遠くの光にふれるまで
「みんな、来てくれて、見守ってくれてどうもありがとう。この数ヶ月、本当に楽しかった。わたしの我が儘に付き合わせちゃってごめんね。わたしの我が儘を聞いてくれてありがとう。本当に、良い人生だった」
平和に、とても平穏に笑う若菜さんは、俺たちの顔を順番に見て、最後の言葉を続ける。
俺たちは涙でぐちゃぐちゃの顔で、じっと若菜さんを見つめていた。
「春一くん、何度も車出してくれてありがとうね。真面目で優しくてたまにスパルタで……これからもそのままでいてね」
「……はい」春一が真っ直ぐな声で返事をした。
「あかりちゃん、美味しいごはんをありがとう。まだ小学生なのにこんなにしっかり者で、びっくりすることばかりだった。ささやかなものだけど、わたしのレシピノート使ってね。中学生になったら剣道頑張って」
「うん、うん……」あかりはこくこくと、二度頷く。
「ハナちゃん、穏やかな時間をありがとう。みんなの空気を穏やかにしてくれるハナちゃんがいて本当に良かった。その優しい心を色んなことで痛めないで。みんなを助けてあげて」
「はい……!」花は涙を拭って、穏やかな声を出した。
「とうごくん、長い間ありがとう。本当にお世話になりました。何を言って何を言わなかったか、もうよく分からないけど。とにかくありがとう。大好きだよ」
「……丙さんの次にでしょ」
強がってそう言えば、若菜さんは「そうだね」と照れくさそうな顔をした。素直でよろしい。

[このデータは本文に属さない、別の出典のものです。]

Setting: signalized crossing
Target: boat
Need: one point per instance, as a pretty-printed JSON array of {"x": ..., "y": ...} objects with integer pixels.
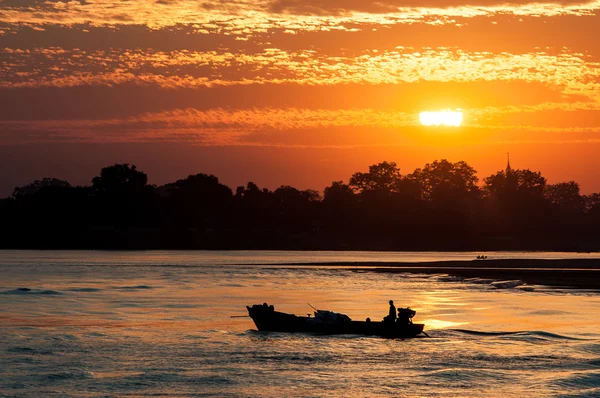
[{"x": 330, "y": 323}]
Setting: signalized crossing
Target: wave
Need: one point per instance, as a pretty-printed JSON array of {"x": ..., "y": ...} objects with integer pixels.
[
  {"x": 507, "y": 284},
  {"x": 26, "y": 290},
  {"x": 536, "y": 333},
  {"x": 84, "y": 289},
  {"x": 138, "y": 287}
]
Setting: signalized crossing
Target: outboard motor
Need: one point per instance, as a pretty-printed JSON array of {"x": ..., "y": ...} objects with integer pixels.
[{"x": 405, "y": 315}]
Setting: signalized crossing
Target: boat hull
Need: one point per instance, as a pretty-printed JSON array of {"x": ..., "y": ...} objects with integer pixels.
[{"x": 269, "y": 320}]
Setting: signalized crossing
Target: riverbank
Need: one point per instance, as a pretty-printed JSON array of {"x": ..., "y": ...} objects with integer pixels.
[{"x": 568, "y": 273}]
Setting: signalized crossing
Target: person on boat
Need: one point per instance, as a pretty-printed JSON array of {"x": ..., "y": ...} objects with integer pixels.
[{"x": 392, "y": 314}]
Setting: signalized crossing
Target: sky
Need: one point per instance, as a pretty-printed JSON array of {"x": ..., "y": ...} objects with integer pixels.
[{"x": 296, "y": 92}]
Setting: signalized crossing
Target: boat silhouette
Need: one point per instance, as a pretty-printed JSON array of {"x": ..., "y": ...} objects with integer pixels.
[{"x": 330, "y": 323}]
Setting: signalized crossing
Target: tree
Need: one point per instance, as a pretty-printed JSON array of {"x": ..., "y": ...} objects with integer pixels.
[
  {"x": 443, "y": 180},
  {"x": 338, "y": 193},
  {"x": 565, "y": 196},
  {"x": 37, "y": 185},
  {"x": 384, "y": 176},
  {"x": 120, "y": 178},
  {"x": 525, "y": 182}
]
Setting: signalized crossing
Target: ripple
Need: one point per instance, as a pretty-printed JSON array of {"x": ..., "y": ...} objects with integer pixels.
[{"x": 28, "y": 291}]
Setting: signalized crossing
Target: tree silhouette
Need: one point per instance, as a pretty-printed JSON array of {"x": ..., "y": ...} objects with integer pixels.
[
  {"x": 439, "y": 206},
  {"x": 384, "y": 176},
  {"x": 120, "y": 178}
]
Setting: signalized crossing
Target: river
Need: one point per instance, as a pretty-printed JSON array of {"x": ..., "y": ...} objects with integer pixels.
[{"x": 77, "y": 323}]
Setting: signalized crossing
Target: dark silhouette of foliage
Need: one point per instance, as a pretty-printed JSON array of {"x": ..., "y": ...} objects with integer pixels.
[
  {"x": 384, "y": 176},
  {"x": 437, "y": 207}
]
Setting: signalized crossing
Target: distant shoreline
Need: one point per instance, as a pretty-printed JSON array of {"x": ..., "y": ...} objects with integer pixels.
[{"x": 568, "y": 273}]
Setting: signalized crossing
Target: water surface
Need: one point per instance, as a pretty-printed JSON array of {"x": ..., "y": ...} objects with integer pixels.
[{"x": 159, "y": 323}]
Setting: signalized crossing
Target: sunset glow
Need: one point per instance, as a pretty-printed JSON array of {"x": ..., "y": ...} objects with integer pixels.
[
  {"x": 175, "y": 87},
  {"x": 442, "y": 118}
]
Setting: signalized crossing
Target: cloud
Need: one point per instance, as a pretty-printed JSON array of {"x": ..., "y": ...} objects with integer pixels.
[
  {"x": 295, "y": 127},
  {"x": 247, "y": 17},
  {"x": 572, "y": 73},
  {"x": 344, "y": 7}
]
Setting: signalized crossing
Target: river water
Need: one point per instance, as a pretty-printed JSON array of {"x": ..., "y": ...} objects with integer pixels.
[{"x": 160, "y": 323}]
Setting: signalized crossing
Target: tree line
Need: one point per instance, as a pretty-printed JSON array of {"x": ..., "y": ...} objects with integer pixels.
[{"x": 442, "y": 206}]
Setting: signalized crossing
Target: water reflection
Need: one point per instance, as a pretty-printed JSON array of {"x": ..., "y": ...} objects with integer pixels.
[{"x": 156, "y": 330}]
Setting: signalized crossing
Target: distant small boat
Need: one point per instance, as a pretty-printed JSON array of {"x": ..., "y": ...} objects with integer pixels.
[{"x": 326, "y": 322}]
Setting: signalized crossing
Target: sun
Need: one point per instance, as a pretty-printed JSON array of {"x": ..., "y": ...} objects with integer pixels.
[{"x": 442, "y": 118}]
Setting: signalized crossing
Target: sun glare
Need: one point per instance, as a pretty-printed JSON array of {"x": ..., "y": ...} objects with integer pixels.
[{"x": 442, "y": 118}]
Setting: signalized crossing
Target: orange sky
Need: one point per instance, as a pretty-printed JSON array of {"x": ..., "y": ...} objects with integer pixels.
[{"x": 298, "y": 92}]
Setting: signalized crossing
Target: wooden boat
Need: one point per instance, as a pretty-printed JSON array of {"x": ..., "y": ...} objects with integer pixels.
[{"x": 326, "y": 322}]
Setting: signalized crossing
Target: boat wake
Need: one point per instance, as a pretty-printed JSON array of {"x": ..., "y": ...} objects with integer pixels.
[{"x": 533, "y": 334}]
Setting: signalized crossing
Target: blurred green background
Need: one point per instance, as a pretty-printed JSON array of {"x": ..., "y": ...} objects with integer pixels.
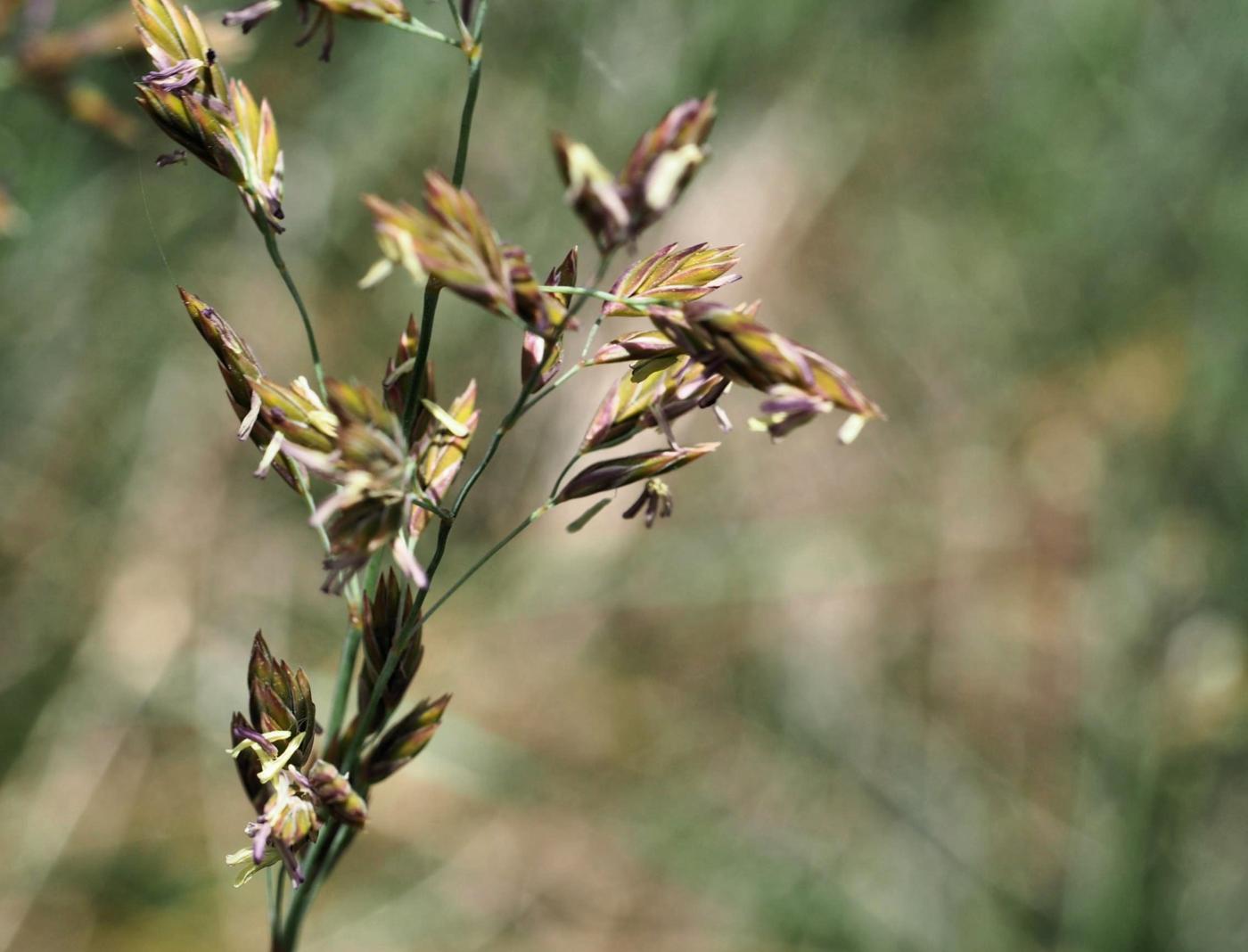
[{"x": 975, "y": 683}]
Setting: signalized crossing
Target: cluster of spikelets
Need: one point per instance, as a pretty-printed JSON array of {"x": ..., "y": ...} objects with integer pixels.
[
  {"x": 292, "y": 792},
  {"x": 392, "y": 455}
]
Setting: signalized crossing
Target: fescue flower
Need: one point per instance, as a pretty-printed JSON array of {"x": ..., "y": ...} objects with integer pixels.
[
  {"x": 801, "y": 383},
  {"x": 654, "y": 395},
  {"x": 636, "y": 346},
  {"x": 617, "y": 473},
  {"x": 674, "y": 277},
  {"x": 246, "y": 386},
  {"x": 402, "y": 743},
  {"x": 270, "y": 750},
  {"x": 617, "y": 209},
  {"x": 214, "y": 119},
  {"x": 336, "y": 795},
  {"x": 368, "y": 462},
  {"x": 655, "y": 500}
]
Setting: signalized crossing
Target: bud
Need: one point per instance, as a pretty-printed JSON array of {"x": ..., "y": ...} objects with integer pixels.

「篝火先生、お手数おかけしますが、あとよろしくお願いします。長い間、お世話になりました」
最後に父ちゃんに深々と頭を下げ、父ちゃんが頷くのを確認すると、若菜さんは藤原さんたちに向き直る。
「さ。向こうに行きますか」
「もういいのか? なんなら他のやつらのとこに挨拶に行ってもいいんだぞ」
「普通の人間にも見えるようにできますよ?」
「でもみんな仕事中だろうし、挨拶は最後に会った日に済ませてるので大丈夫ですよ」
「そうか……」
「はい。なのでもうお願いします」
若菜さんが言うと、藤原さんは懐からジッポを取り出し火を付ける。でもそれは普通の火ではなかった。何色とはっきり言うことができないが、とにかく普通の火じゃないということは分かる。
その火に、若菜さんが吸い込まれていく。「ばいばーい」と呑気な声を出し、笑顔で。
そしてジッポのふたをカチッと閉めると、若菜さんの姿はどこにもなかった。
行ってしまったのだ。三途の川のほとりまで。送られたのだ。遠く離れた、次の場所へ。
それが分かると、みんな一斉に、わんわん泣き出した。泣き崩れた。
花は天を仰いで、春一は畳に突っ伏して、あかりは両手を下まぶたに当てて、父ちゃんは俯いて。
その様子を見ながら俺は涙を拭って、ベッドに横たわる若菜さんを見据え「お疲れ様」と呟いた。
苦しそうな最期だったのに、魂が抜けた若菜さんの顔は、穏やかだった。